Cloudera doesn’t have to rush into an initial public offering. Still, Reilly said he’s been focused on getting the company ready to be public.
Analysts believe Cloudera heads up the pack of companies selling distributions of different parts of the Hadoop ecosystem of open-source software for storing and processing lots of different kinds of data. Hortonworks, MapR, and Pivotal do have different strengths and key partnerships, but lately, Cloudera has been targeting other kinds of companies in the data world in order to have a bigger market to tap. Hence the marketing of the bigger-than-Hadoop enterprise data hub, which Cloudera began last year.

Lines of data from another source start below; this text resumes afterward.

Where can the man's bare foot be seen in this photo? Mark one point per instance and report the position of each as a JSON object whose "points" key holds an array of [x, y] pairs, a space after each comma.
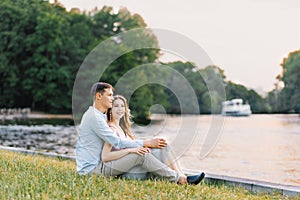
{"points": [[182, 180]]}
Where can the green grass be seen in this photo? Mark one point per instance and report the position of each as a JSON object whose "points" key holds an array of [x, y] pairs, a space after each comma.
{"points": [[38, 177]]}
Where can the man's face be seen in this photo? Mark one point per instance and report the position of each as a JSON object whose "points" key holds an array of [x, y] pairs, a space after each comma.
{"points": [[106, 99]]}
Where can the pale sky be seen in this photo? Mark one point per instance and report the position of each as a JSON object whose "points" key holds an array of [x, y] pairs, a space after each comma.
{"points": [[248, 39]]}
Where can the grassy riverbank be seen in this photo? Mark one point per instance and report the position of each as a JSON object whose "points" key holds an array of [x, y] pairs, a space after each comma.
{"points": [[38, 177]]}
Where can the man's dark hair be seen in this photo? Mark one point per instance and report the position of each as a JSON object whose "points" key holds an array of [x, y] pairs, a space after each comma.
{"points": [[100, 87]]}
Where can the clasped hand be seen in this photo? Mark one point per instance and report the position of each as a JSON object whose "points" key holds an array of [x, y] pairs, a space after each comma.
{"points": [[156, 143]]}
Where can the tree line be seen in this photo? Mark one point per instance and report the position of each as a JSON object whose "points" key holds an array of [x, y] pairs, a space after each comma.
{"points": [[42, 47]]}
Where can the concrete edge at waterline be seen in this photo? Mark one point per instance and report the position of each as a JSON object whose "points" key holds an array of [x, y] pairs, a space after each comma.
{"points": [[255, 186]]}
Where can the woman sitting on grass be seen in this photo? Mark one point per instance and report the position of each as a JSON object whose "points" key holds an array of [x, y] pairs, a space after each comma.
{"points": [[118, 118]]}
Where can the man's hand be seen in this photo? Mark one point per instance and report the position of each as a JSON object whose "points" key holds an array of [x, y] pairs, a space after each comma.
{"points": [[139, 150], [155, 143]]}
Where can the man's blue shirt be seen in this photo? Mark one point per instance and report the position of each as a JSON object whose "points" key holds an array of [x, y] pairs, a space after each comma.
{"points": [[93, 131]]}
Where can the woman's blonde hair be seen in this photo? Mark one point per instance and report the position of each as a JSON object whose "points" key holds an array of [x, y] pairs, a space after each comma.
{"points": [[125, 121]]}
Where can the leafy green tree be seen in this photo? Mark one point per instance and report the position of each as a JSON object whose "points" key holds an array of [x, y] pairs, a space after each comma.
{"points": [[290, 94]]}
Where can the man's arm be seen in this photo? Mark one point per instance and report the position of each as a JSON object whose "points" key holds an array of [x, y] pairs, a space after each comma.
{"points": [[109, 155], [102, 129]]}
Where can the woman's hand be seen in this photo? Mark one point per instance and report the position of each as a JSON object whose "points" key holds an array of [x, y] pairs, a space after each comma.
{"points": [[139, 150], [155, 143]]}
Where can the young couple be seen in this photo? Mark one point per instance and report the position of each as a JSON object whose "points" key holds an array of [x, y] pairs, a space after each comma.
{"points": [[109, 148]]}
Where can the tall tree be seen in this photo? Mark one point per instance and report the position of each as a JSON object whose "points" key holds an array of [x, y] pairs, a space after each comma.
{"points": [[290, 94]]}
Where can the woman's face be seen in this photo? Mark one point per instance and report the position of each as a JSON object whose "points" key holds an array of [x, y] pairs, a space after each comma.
{"points": [[118, 109]]}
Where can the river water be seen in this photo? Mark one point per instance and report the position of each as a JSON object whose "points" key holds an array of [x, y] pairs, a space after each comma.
{"points": [[260, 147]]}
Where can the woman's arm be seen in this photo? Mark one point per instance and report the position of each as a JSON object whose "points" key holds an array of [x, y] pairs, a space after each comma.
{"points": [[109, 155]]}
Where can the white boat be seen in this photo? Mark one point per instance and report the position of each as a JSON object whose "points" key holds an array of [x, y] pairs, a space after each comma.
{"points": [[235, 107]]}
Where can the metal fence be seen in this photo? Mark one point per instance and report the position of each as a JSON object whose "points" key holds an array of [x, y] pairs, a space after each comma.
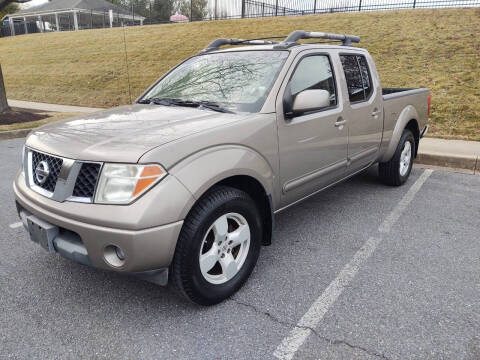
{"points": [[145, 14]]}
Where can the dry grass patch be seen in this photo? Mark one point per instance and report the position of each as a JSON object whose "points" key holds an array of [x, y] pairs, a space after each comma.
{"points": [[438, 49], [49, 117]]}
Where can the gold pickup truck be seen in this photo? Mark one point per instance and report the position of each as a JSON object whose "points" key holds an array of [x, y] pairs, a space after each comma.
{"points": [[185, 182]]}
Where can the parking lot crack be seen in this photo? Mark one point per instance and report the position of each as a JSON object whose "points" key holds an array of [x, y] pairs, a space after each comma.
{"points": [[351, 346], [264, 313], [326, 339]]}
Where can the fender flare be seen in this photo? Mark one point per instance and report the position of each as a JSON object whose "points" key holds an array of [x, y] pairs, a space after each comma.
{"points": [[407, 114], [200, 171]]}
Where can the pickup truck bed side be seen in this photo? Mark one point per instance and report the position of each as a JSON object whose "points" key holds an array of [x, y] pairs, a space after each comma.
{"points": [[400, 106]]}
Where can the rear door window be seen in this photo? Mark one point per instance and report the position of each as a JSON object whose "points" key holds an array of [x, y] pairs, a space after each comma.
{"points": [[357, 76], [314, 72]]}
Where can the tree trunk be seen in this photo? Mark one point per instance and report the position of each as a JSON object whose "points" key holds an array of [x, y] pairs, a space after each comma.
{"points": [[3, 95]]}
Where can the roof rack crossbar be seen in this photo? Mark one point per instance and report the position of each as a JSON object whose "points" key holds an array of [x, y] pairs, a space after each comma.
{"points": [[290, 40], [296, 35], [216, 44]]}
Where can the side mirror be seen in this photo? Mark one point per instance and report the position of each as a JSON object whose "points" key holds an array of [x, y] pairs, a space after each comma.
{"points": [[310, 100]]}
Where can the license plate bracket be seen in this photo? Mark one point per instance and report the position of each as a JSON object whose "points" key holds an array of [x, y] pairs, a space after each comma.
{"points": [[42, 232]]}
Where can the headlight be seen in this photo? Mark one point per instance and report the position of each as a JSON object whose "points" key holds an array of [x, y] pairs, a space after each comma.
{"points": [[122, 183], [23, 160]]}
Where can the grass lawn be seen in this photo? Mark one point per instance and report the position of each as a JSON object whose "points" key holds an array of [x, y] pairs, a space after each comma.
{"points": [[31, 124], [438, 49]]}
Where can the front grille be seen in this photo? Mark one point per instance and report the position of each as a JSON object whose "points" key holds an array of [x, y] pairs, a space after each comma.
{"points": [[86, 180], [54, 166]]}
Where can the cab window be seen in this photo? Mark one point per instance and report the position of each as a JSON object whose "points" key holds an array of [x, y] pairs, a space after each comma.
{"points": [[314, 72], [357, 76]]}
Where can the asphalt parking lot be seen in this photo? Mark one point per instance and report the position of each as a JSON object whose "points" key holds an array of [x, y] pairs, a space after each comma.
{"points": [[360, 271]]}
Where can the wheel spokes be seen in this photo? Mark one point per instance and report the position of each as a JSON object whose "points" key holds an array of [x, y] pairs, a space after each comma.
{"points": [[209, 259], [220, 228], [229, 266], [239, 236]]}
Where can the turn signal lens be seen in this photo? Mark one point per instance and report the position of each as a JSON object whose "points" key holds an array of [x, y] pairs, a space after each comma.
{"points": [[122, 183]]}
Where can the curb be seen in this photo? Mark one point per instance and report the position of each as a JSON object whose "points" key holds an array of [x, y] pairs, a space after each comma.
{"points": [[13, 134], [467, 162]]}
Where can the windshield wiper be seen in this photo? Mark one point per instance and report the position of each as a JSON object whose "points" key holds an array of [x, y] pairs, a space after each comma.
{"points": [[214, 106], [188, 103]]}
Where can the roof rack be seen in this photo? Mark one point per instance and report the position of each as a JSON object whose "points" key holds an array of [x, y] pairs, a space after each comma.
{"points": [[296, 35], [291, 40], [216, 44]]}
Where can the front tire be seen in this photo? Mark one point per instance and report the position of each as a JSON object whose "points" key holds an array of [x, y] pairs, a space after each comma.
{"points": [[218, 246], [396, 171]]}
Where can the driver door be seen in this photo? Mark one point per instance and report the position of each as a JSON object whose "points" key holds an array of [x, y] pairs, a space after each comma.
{"points": [[312, 145]]}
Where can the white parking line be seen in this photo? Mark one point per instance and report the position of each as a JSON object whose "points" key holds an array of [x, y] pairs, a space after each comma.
{"points": [[16, 225], [290, 344]]}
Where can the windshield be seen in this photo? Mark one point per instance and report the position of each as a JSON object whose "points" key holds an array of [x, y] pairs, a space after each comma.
{"points": [[237, 81]]}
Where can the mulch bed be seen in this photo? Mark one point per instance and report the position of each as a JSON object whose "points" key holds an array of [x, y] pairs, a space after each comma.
{"points": [[20, 116]]}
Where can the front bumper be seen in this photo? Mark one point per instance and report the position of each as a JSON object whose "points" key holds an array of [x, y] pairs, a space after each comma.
{"points": [[145, 250]]}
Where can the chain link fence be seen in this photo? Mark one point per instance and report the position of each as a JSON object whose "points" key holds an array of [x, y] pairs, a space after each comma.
{"points": [[146, 13]]}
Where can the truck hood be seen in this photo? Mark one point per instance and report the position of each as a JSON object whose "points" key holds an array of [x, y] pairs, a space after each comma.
{"points": [[125, 133]]}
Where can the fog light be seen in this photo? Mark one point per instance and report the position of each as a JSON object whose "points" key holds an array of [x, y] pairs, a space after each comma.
{"points": [[120, 253], [114, 256]]}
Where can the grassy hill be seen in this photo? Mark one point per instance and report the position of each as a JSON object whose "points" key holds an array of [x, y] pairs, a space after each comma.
{"points": [[438, 49]]}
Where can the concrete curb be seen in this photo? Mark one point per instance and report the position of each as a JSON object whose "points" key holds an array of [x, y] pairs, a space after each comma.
{"points": [[13, 134], [468, 162]]}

“Cloudera is pursuing a broader strategy than before — being a ‘Hadoop distribution vendor’ is limiting — and as the answer to the question ‘what is Hadoop’ has become much broader and more complex, so has their strategy, incorporating more dimensions of information management,” Merv Adrian, a Gartner analyst covering big data, wrote in an email to VentureBeat.
At least Cloudera has been forming many public-cloud integration announcements. Kelly said the cloud was the vision for handling big data at Cloudera — just look at the company’s name — but many companies have been slow to put their most valuable data outside of their control in a public cloud. Almost all of Cloudera’s deployments are in on-premises data centers, Kelly said. But if and when the public cloud becomes the default for handling big data, Cloudera should be sitting pretty.
Another challenge facing Cloudera: Hadoop-centric applications for enterprises and startups are still emerging.
“The Hadoop application market is fairly immature today, largely built around BI [business intelligence] and analytics tooling in many cases coming from startups rather than established vendors,” Donnie Berkholz of analyst firm Redmonk wrote in an email to VentureBeat. But outside of those areas, things are still developing. So the alliances with data warehouse companies add up on that front, too.
But Reilly is optimistic about Hadoop and specifically Cloudera’s flavor of it.
‘We believe that Hadoop will be adopted into every major enterprise,” he said. “And the way they’ll implement it is as an enterprise data hub.”